George Washington Papers

From George Washington to John Greenwood, 25 January 1797

To John Greenwood

Philadelphia 25th Jan. 1797.

Sir,

Your letter of the 23d instt came to me this morning.1

The tooth that formerly went into the hole (that is now filled up) has been out many months; which was the cause for putting in the artificial one. If it was not sent with the rest, I know not what has become of it; nor is it material, as the one which supplies its place answers the purpose very well.

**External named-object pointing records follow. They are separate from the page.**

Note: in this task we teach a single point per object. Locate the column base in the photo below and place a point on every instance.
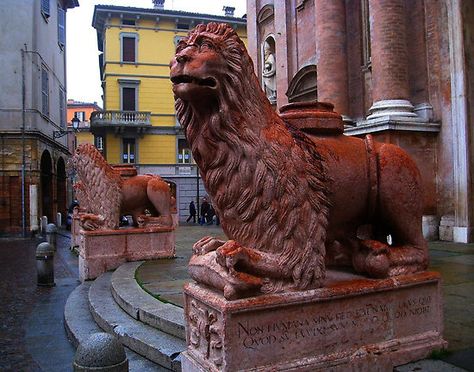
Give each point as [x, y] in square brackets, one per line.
[391, 107]
[463, 234]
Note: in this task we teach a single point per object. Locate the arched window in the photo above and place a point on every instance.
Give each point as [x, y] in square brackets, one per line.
[269, 68]
[303, 86]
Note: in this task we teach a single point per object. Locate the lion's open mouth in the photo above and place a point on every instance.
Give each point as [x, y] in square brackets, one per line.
[186, 79]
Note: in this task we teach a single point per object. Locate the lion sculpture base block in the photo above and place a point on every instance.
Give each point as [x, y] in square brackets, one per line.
[104, 250]
[353, 323]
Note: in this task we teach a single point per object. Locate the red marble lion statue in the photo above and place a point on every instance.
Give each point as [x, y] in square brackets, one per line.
[106, 196]
[290, 201]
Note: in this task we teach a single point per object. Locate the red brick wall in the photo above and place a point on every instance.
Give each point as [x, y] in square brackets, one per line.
[389, 49]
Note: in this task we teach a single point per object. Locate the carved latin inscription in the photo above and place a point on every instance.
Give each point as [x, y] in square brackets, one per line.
[335, 327]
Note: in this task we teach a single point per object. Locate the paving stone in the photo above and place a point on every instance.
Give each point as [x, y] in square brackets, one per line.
[155, 345]
[428, 365]
[142, 306]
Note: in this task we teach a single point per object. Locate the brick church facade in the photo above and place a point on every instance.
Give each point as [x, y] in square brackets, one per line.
[401, 70]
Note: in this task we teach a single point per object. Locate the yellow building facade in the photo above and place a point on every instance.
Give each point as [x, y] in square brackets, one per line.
[138, 124]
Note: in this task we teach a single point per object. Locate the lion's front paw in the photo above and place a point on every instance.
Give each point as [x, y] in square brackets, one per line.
[206, 244]
[373, 258]
[233, 257]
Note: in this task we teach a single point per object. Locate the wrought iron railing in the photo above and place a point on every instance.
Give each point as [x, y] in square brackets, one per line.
[118, 118]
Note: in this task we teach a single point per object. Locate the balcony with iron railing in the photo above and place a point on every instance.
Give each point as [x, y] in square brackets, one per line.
[120, 119]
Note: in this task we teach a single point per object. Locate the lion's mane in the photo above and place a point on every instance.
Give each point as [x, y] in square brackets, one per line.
[100, 186]
[265, 198]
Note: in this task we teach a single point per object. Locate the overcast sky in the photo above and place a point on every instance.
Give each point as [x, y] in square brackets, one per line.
[83, 80]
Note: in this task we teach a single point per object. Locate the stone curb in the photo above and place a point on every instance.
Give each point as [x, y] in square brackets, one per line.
[142, 306]
[80, 325]
[158, 346]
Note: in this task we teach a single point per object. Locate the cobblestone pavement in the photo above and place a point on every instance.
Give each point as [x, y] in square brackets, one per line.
[18, 293]
[23, 302]
[32, 336]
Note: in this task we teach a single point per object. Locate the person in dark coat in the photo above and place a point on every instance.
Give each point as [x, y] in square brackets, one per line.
[210, 215]
[205, 206]
[192, 212]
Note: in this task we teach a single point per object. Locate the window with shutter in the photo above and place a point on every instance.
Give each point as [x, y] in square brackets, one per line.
[61, 26]
[128, 49]
[128, 99]
[62, 111]
[45, 8]
[44, 91]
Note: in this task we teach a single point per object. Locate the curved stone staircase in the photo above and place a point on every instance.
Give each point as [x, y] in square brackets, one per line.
[151, 331]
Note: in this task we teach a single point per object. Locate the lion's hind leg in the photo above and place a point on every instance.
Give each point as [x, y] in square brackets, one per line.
[159, 194]
[400, 213]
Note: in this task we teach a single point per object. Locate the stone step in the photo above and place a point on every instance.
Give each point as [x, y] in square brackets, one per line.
[158, 346]
[142, 306]
[80, 325]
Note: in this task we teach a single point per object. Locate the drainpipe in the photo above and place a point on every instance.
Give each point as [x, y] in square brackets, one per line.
[23, 160]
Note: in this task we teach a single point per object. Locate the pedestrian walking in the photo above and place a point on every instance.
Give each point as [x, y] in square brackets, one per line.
[192, 212]
[204, 211]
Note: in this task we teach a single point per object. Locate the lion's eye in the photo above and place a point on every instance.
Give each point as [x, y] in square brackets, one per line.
[206, 45]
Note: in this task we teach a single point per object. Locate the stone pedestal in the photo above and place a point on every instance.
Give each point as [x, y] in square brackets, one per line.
[353, 323]
[104, 250]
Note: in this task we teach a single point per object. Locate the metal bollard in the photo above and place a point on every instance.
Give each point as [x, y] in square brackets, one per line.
[45, 264]
[100, 352]
[51, 235]
[44, 223]
[59, 219]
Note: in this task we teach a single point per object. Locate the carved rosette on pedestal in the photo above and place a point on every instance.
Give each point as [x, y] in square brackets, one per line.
[295, 196]
[205, 332]
[352, 324]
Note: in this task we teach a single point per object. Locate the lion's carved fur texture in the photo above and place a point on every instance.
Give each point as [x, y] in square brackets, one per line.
[102, 192]
[236, 151]
[284, 196]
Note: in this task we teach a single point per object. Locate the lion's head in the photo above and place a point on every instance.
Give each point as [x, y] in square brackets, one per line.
[212, 72]
[99, 188]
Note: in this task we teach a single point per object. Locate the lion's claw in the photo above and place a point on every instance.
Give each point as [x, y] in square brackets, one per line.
[206, 244]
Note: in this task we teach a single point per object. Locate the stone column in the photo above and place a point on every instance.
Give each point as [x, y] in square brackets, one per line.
[390, 90]
[283, 54]
[252, 32]
[461, 103]
[331, 54]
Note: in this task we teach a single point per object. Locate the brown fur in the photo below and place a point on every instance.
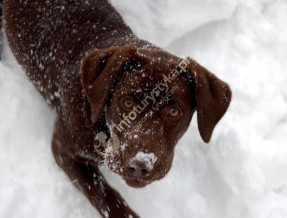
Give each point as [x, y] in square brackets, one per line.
[85, 61]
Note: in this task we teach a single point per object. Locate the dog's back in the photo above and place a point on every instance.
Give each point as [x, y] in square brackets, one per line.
[49, 38]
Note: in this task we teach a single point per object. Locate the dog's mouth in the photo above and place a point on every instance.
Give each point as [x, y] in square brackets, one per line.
[135, 182]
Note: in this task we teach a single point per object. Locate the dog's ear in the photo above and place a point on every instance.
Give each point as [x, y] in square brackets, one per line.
[213, 97]
[99, 69]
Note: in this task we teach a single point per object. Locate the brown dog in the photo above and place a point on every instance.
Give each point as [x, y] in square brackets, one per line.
[104, 81]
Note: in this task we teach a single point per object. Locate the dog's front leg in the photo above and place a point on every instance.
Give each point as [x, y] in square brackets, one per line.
[87, 177]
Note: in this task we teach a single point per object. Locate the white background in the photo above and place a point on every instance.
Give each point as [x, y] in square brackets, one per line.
[241, 173]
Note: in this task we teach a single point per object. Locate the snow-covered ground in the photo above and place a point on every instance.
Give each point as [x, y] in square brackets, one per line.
[241, 173]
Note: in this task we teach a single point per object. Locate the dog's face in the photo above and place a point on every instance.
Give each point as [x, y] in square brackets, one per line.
[148, 115]
[148, 98]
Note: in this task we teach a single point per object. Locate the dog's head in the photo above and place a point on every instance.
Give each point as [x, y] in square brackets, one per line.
[148, 97]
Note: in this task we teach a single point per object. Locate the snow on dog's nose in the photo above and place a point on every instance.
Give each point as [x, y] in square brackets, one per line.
[141, 164]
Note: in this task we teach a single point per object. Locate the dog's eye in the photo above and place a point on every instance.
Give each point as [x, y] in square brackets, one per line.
[128, 103]
[174, 112]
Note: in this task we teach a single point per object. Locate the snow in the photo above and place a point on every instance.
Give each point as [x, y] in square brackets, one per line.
[240, 173]
[148, 159]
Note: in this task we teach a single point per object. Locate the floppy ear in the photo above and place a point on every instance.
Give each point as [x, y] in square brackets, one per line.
[213, 97]
[99, 69]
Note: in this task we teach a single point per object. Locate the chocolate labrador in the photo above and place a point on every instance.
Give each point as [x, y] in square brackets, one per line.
[118, 99]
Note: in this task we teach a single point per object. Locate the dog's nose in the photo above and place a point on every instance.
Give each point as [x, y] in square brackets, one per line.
[138, 169]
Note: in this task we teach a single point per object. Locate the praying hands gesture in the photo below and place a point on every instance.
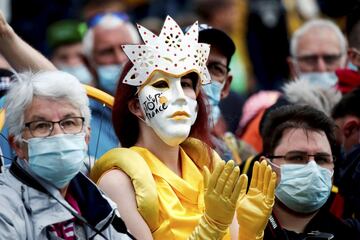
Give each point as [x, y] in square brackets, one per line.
[255, 207]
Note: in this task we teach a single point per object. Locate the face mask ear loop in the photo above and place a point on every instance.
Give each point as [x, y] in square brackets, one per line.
[273, 164]
[137, 98]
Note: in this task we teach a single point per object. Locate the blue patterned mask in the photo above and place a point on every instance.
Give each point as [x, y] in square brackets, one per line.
[58, 158]
[304, 188]
[109, 76]
[213, 93]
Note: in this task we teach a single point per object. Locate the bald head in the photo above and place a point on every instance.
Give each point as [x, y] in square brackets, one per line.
[318, 46]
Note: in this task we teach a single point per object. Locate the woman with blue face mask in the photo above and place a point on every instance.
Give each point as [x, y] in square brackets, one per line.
[43, 194]
[161, 178]
[299, 142]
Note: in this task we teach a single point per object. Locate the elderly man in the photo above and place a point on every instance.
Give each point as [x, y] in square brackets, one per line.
[221, 51]
[102, 47]
[300, 141]
[43, 195]
[317, 49]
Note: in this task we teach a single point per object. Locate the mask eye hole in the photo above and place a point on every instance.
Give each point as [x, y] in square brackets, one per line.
[190, 80]
[161, 84]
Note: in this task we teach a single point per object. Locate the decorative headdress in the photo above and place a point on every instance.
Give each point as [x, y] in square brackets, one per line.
[172, 52]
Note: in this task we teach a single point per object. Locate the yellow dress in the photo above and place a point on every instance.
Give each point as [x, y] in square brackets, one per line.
[180, 200]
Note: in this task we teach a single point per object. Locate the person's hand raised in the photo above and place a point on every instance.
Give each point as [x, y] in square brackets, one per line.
[256, 206]
[5, 28]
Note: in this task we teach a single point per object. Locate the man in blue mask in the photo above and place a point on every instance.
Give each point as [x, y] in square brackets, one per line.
[43, 195]
[102, 47]
[317, 49]
[299, 142]
[221, 51]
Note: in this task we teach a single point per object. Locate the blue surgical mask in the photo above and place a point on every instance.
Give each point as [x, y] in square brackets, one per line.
[57, 159]
[304, 188]
[324, 79]
[109, 76]
[213, 93]
[80, 72]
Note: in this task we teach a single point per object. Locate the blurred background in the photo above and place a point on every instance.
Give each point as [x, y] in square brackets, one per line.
[261, 30]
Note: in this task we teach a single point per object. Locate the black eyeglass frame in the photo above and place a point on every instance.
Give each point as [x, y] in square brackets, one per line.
[271, 157]
[27, 125]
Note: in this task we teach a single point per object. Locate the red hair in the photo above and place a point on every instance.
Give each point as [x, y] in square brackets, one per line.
[126, 124]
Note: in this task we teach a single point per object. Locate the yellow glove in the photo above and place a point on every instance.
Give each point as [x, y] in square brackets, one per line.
[222, 190]
[255, 207]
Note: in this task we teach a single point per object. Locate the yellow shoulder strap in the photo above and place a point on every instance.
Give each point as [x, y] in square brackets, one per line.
[136, 168]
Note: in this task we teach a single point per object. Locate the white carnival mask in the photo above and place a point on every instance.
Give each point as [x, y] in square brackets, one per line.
[170, 107]
[172, 52]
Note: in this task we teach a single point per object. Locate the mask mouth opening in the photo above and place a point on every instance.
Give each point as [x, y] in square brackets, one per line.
[195, 79]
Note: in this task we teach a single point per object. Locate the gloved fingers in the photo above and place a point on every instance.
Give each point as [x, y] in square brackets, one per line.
[267, 177]
[270, 195]
[206, 176]
[262, 168]
[222, 179]
[255, 173]
[215, 175]
[231, 182]
[240, 188]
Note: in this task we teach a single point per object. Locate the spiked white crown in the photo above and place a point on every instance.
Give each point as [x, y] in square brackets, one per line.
[172, 52]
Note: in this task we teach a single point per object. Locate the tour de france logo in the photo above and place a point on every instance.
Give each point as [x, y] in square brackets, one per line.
[153, 105]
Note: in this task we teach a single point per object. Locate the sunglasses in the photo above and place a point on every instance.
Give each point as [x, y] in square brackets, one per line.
[299, 157]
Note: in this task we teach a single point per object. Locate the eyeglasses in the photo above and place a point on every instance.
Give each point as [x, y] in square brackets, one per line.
[329, 59]
[41, 128]
[298, 157]
[92, 22]
[217, 70]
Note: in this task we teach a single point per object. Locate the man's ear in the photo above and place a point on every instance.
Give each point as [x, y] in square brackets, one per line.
[350, 126]
[134, 108]
[18, 147]
[226, 89]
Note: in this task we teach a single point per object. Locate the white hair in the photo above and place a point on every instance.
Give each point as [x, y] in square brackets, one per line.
[109, 21]
[319, 24]
[55, 85]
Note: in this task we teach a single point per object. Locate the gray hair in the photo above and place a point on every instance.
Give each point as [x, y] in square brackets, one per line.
[55, 85]
[109, 21]
[316, 23]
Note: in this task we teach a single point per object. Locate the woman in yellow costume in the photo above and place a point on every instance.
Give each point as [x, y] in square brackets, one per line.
[161, 178]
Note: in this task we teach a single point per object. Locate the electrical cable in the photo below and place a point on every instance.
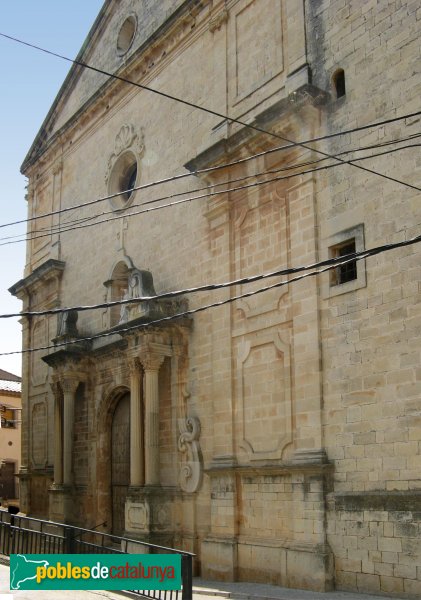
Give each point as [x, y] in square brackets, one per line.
[203, 109]
[184, 314]
[346, 259]
[202, 196]
[62, 227]
[211, 169]
[331, 262]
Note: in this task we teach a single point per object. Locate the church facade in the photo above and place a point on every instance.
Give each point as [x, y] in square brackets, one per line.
[277, 434]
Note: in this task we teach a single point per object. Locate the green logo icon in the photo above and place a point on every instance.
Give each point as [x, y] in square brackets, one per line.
[95, 571]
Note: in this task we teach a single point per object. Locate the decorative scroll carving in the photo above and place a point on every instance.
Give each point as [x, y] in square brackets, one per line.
[218, 20]
[126, 139]
[188, 444]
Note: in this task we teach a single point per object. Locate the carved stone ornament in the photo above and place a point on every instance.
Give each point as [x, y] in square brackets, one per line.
[218, 20]
[127, 138]
[188, 444]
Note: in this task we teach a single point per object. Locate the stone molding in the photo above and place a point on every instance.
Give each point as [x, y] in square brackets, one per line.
[191, 471]
[401, 501]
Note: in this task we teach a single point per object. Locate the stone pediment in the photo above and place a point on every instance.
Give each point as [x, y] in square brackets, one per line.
[121, 31]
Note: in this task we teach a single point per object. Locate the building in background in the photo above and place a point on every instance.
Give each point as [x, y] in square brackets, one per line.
[278, 434]
[10, 443]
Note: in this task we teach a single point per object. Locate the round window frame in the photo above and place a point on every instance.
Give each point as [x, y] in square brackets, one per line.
[120, 175]
[123, 46]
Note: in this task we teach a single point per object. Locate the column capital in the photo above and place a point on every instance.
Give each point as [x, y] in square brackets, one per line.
[70, 384]
[151, 361]
[135, 365]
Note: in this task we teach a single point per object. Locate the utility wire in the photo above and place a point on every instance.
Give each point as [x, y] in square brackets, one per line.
[211, 169]
[204, 109]
[346, 259]
[331, 263]
[67, 225]
[183, 314]
[190, 199]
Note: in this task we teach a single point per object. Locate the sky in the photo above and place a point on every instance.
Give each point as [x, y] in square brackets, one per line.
[30, 83]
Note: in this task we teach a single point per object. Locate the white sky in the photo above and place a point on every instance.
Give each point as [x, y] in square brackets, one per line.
[30, 82]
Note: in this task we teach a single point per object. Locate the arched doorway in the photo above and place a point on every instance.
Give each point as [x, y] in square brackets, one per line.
[120, 462]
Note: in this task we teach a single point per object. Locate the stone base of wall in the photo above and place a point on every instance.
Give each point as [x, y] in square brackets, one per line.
[375, 538]
[295, 566]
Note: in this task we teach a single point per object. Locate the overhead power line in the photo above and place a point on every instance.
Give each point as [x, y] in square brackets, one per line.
[203, 109]
[216, 168]
[64, 227]
[345, 260]
[331, 263]
[183, 314]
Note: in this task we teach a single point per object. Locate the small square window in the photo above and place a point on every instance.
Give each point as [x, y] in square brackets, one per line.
[350, 276]
[348, 271]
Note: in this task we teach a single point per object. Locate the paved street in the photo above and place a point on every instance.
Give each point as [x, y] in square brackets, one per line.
[203, 590]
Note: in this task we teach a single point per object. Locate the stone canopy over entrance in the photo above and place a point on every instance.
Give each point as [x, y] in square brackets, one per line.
[121, 409]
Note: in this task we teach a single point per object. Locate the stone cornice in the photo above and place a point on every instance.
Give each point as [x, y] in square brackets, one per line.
[383, 500]
[306, 95]
[270, 469]
[51, 268]
[143, 61]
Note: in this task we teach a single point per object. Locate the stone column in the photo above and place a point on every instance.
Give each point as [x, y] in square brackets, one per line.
[69, 386]
[58, 435]
[151, 363]
[137, 474]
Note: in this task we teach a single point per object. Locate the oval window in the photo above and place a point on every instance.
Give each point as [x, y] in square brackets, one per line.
[126, 35]
[123, 179]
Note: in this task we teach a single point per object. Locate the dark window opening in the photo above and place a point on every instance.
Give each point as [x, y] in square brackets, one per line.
[339, 83]
[348, 271]
[129, 182]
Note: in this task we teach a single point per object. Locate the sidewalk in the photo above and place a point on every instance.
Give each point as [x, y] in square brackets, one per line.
[202, 590]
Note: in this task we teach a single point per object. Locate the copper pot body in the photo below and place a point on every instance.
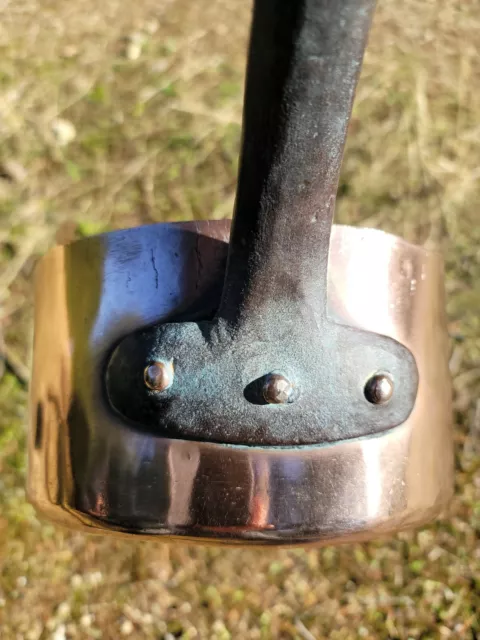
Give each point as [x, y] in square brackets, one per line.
[91, 470]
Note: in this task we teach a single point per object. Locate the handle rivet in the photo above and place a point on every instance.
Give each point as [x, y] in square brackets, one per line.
[158, 376]
[277, 389]
[379, 388]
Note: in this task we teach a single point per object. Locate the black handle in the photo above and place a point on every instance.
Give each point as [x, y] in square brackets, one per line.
[272, 342]
[304, 62]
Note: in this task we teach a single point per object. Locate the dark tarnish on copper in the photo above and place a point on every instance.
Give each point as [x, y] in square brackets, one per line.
[304, 62]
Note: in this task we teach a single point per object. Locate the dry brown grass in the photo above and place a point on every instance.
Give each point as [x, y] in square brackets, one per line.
[153, 90]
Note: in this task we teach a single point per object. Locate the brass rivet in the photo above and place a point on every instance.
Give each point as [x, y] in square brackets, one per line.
[379, 388]
[158, 376]
[277, 389]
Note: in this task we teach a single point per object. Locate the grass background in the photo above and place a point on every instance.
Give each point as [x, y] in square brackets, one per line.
[114, 114]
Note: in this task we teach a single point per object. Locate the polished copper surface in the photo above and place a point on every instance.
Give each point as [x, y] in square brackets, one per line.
[89, 469]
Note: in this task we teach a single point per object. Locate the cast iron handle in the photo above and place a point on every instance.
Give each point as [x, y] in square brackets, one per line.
[271, 369]
[304, 62]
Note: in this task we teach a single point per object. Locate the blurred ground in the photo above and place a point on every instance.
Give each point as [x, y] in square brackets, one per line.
[114, 114]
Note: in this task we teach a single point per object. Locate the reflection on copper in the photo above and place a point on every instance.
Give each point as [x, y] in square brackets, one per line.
[88, 468]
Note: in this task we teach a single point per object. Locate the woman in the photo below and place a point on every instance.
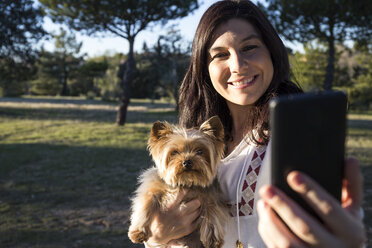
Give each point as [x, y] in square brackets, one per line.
[238, 64]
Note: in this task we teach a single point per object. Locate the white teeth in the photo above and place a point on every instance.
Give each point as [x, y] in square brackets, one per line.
[247, 81]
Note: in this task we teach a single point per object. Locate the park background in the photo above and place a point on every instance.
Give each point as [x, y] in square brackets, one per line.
[77, 103]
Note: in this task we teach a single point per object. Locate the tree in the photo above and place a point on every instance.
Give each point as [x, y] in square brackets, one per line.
[172, 48]
[329, 21]
[21, 25]
[57, 67]
[66, 55]
[125, 18]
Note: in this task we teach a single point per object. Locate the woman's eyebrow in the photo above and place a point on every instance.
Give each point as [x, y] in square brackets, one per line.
[249, 37]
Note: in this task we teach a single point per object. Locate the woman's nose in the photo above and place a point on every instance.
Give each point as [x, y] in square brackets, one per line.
[236, 62]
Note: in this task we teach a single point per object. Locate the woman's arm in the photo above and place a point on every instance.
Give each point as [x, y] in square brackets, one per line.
[343, 226]
[178, 220]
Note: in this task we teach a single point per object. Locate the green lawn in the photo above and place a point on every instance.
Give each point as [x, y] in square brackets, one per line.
[67, 172]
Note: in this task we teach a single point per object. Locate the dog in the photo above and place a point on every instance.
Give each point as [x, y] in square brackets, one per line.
[185, 159]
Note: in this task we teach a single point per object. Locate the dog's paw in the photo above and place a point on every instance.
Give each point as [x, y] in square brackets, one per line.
[136, 236]
[213, 244]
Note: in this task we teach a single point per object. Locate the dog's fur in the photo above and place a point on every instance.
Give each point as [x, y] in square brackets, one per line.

Not knowing whether you mean to make a new sett, or to repair the old, I must again caution you against adding any thing that will widen the bars on the sides, or extend them in front at bottom—They are already too wide, and too projecting for the parts they rest upon; which causes both upper, & under lip to bulge out, as if swelled—By filing these parts away (to remedy that evil) it has been one cause of the teeth giving way, having been weakened thereby2—I am Sir Yr very Hble Servt

G. Washington

ALS, DLC:GW, ser. 8.

On the verso of this letter, Greenwood signed the following statement, dated at New York on 20 Feb.: “The Within letter whas rote by General Washington in Answer to one I had sent him in request to know if the tooth which I have now in possession Was in fact his own natural tooth which was the onely one that remained in his head When I fixed him a Whole Compleat sett. And I am Well satysfied it is and have kept it in remembrance of him and as an Relic of so Great a Man. any one Who doughts its being his tooth by takeing it out of the socket of Which I Made for to keep it in they will find that the tooth has been Worne smaller in the root by the Artificial ones in such a manner as to Force it out of the Gumes. I Rite this on the back of this letter Expecting some person might wish to be satysfied of the Truth of My being in possession of such a Tooth.” The only natural tooth still in GW’s mouth from the beginning of his presidency was his lower-left premolar. It apparently fell out from the pressure caused by his extended use of false teeth (see Rebecca Tannenbaum, Health and Wellness in Colonial America [Santa Barbara, Calif., and Denver, Colo., 2012], 133).

2For the ill-fitting false teeth that GW sent to Greenwood for repair and for the protrusion of GW’s lips from the dentures, see GW to Greenwood, 20 Jan., and n.2.

In a letter to Greenwood of 7 Dec. 1798, GW wrote about the most recently repaired dentures: “What you sent me last answer exceedingly well; and I send the first to be altered & made like them, if you can” (Papers, Retirement Series description begins W. W. Abbot et al., eds. The Papers of George Washington, Retirement Series. 4 vols. Charlottesville, Va., 1998–99. description ends 3:245–46).